Say first logistic regression.Many people have misunderstanding on logistic regression decision boundary.This kind of misunderstanding is because most of the time mention logistic regression, people will see the famous "S" curve.
Above the blue curve is not a decision boundary.It is the binary logistic regression model for deformation of a response.Logistic regression decision boundary is always a straight line (or a plane, in the higher dimensions is hyperplane).The best way to convince you that, is to show everyone is familiar with the logic of regression equation.
We do a simple assumption that all F is a linear combination of the predictor variable.

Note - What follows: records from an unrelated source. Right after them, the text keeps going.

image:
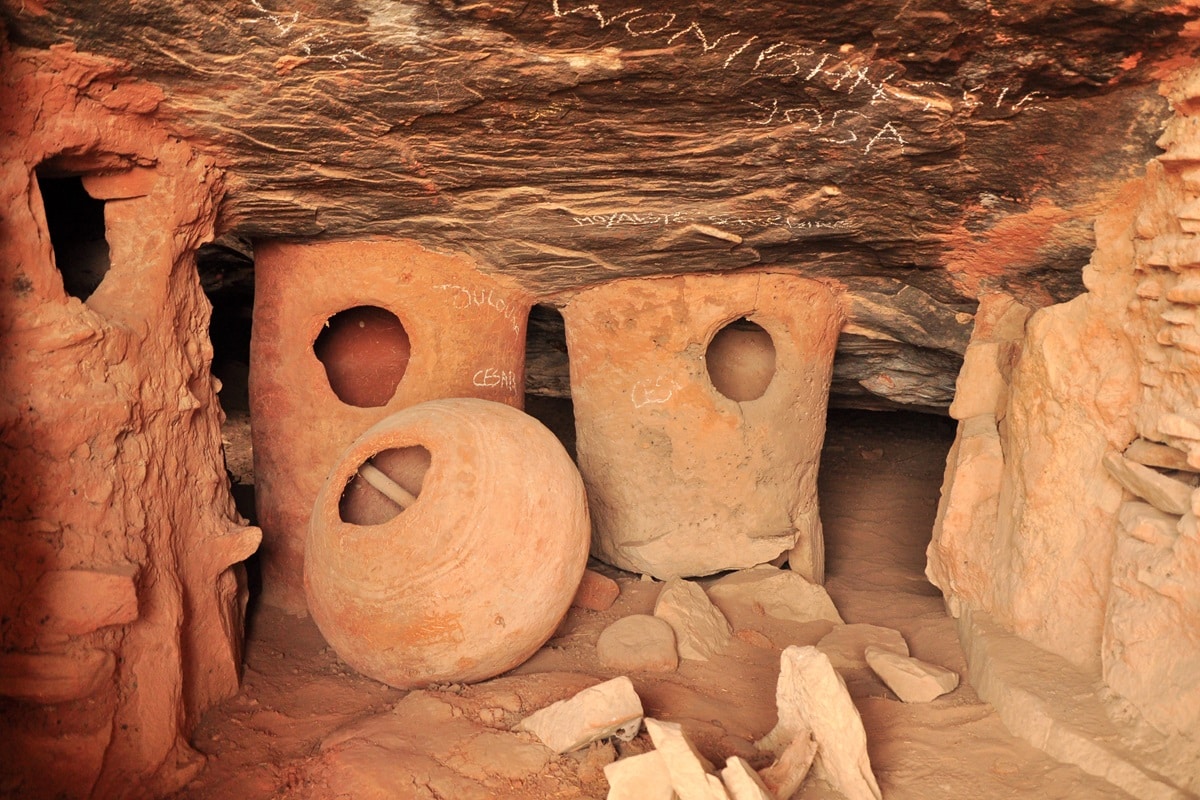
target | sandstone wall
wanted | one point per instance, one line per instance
(120, 607)
(1068, 511)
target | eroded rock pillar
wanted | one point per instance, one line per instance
(346, 334)
(700, 407)
(120, 597)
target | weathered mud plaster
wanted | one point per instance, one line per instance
(1084, 539)
(682, 480)
(120, 600)
(466, 332)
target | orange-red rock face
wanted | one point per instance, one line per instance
(461, 334)
(684, 480)
(121, 611)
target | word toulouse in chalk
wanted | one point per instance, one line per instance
(666, 218)
(466, 298)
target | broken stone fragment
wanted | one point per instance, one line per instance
(701, 629)
(609, 709)
(639, 643)
(846, 645)
(688, 769)
(785, 776)
(597, 591)
(1152, 453)
(742, 782)
(640, 777)
(811, 699)
(1159, 491)
(781, 594)
(911, 679)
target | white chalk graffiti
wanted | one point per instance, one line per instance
(785, 60)
(316, 46)
(466, 298)
(491, 377)
(666, 218)
(653, 392)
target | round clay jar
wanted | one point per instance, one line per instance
(472, 577)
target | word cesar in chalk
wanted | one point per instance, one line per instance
(493, 377)
(465, 298)
(643, 218)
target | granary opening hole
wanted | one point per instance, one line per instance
(76, 223)
(549, 374)
(741, 360)
(384, 486)
(365, 352)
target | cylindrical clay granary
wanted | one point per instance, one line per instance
(347, 334)
(468, 575)
(700, 411)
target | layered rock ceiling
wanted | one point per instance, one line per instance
(918, 151)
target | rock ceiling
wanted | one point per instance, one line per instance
(918, 151)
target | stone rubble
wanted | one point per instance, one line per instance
(688, 769)
(639, 643)
(1164, 493)
(609, 709)
(701, 629)
(777, 593)
(813, 699)
(789, 770)
(743, 783)
(597, 591)
(911, 679)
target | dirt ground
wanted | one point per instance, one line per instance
(306, 726)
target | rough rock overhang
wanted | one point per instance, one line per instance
(921, 152)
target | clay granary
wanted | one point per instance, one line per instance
(562, 398)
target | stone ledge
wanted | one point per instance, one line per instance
(1061, 710)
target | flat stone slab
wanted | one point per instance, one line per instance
(777, 593)
(911, 679)
(846, 645)
(701, 629)
(609, 709)
(813, 701)
(639, 643)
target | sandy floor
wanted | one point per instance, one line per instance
(305, 726)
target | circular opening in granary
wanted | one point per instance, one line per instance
(741, 360)
(384, 485)
(365, 350)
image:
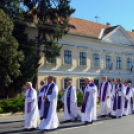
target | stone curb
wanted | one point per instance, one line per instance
(22, 113)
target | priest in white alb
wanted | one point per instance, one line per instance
(104, 97)
(112, 93)
(119, 99)
(70, 103)
(50, 118)
(88, 110)
(127, 105)
(32, 120)
(40, 99)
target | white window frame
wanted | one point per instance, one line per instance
(53, 63)
(131, 63)
(79, 82)
(64, 57)
(46, 80)
(79, 58)
(98, 61)
(64, 81)
(98, 82)
(110, 60)
(121, 62)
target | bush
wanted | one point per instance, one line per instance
(13, 105)
(79, 99)
(60, 104)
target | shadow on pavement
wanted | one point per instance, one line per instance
(11, 122)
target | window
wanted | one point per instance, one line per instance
(129, 63)
(72, 27)
(109, 80)
(65, 82)
(55, 80)
(96, 82)
(46, 79)
(129, 81)
(67, 57)
(82, 82)
(83, 58)
(96, 60)
(119, 63)
(52, 60)
(108, 61)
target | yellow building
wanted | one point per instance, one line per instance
(89, 49)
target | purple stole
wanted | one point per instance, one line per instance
(83, 88)
(29, 103)
(104, 92)
(47, 102)
(119, 97)
(114, 105)
(40, 98)
(126, 101)
(68, 98)
(85, 99)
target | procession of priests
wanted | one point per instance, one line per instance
(116, 100)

The above equation can also write:
, when you are used to predict the probability values do a score truncation, higher than the probability of cutoff value is 1, otherwise 0.Assuming that cutoff value expressed in c, so the decision making process becomes like this:
Y = 1 if p > c, otherwise 0.Finally the decision boundary is F > constant.

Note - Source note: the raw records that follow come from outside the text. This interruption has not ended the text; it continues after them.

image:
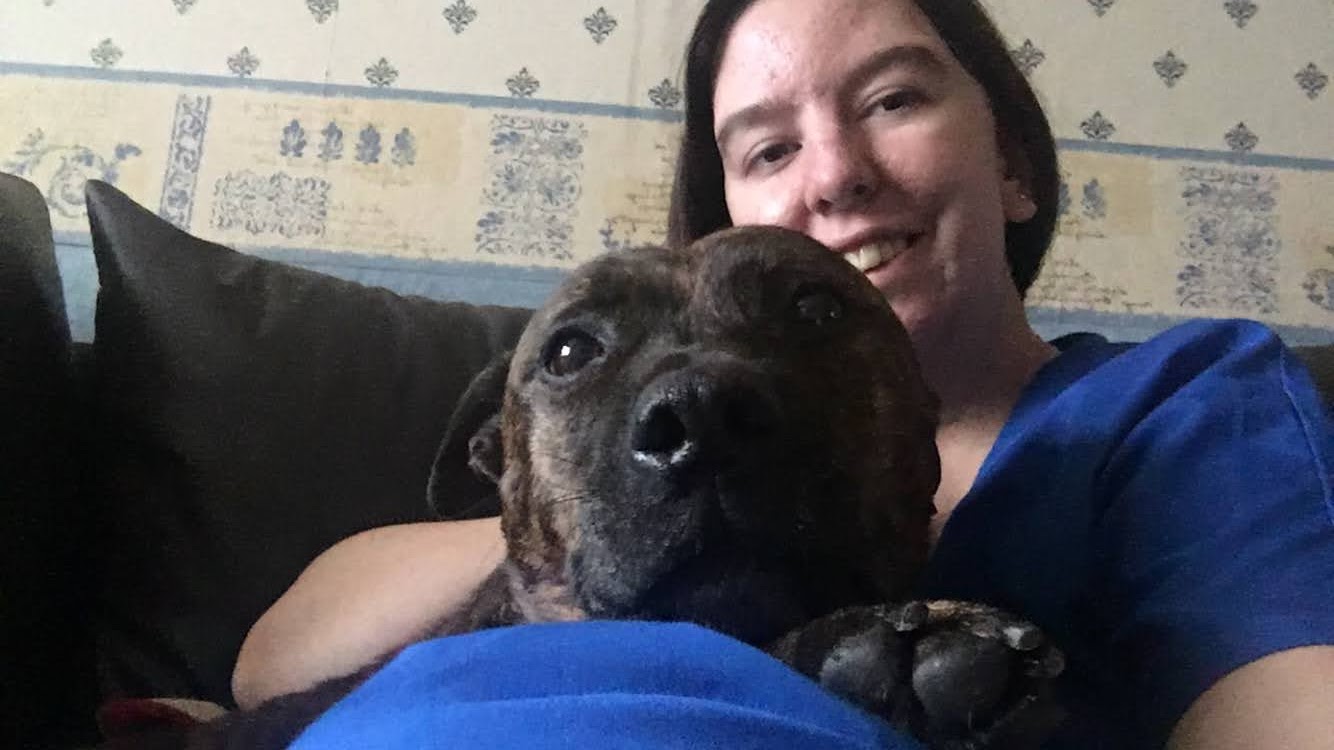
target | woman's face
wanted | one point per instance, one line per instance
(850, 120)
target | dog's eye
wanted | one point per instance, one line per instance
(571, 351)
(818, 306)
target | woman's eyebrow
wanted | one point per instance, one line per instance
(911, 56)
(750, 116)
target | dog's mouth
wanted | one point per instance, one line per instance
(751, 599)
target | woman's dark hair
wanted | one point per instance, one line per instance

> constant, F is a linear decision boundary.Our sample data using logistic regression results will be like this.
You will find that the effect is not good.Because no matter what you do, the decision boundary is always linear logistic regression approach, and can't get there needs to be circular boundary.Therefore, logistic regression is suitable for processing close to the classification problem of linear separable.(although you can do to variable transform linear separable results, but we don't discuss this kind of situation here.)
Then we come to a decision tree how to deal with this kind of problem.We all know that the decision tree is generated according to the rules of the hierarchy.In our data, for example.
If you think carefully, these decision rules x2 | < / a > | const OR x1 | < / a > | const just using the parallel to the axis of the straight line will feature space segmentation, as shown in the figure below.
We can by increasing the size of the tree to make it grow more complex, with a growing number of partitions to simulate the annular boundary.
Ha ha!Tend to ring, is very good.If you continue to increase the size of the tree, you will notice that the decision boundary will continue to use parallel lines in a circular area.Therefore, if the border is nonlinear, and through continuous will feature space segmentation for rectangular to simulate, then the decision tree is a better choice than logistic regression.
Then we could look at the results of SVM.SVM by putting your feature space is mapped to a kernel space, makes the linear can be divided into various categories.This process simpler explanation is that the SVM for extra adds a dimension of feature space and makes the linear can be divided into categories.After the decision boundary map back to the original feature space is nonlinear decision boundary.Chart to explain more clearly than I.
You can see, once the sample which was somehow added a dimension, we can use a plane to split the data (linear classifier), the plane map back to the original two dimensional feature space, you can get a ring decision boundary.
The effect of SVM in our data set on how good ah,
Note: the decision boundary is not so standard circular, but very close to the (presumably polygons).We can use circles instead of in order to easy to operate,.
Aware of the difference between the right now, but there is a problem.That is to say, when dealing with multidimensional data, when to choose what kind of algorithm?If this problem is very important, because the data dimension is more than three, you will find easy way to present data visually.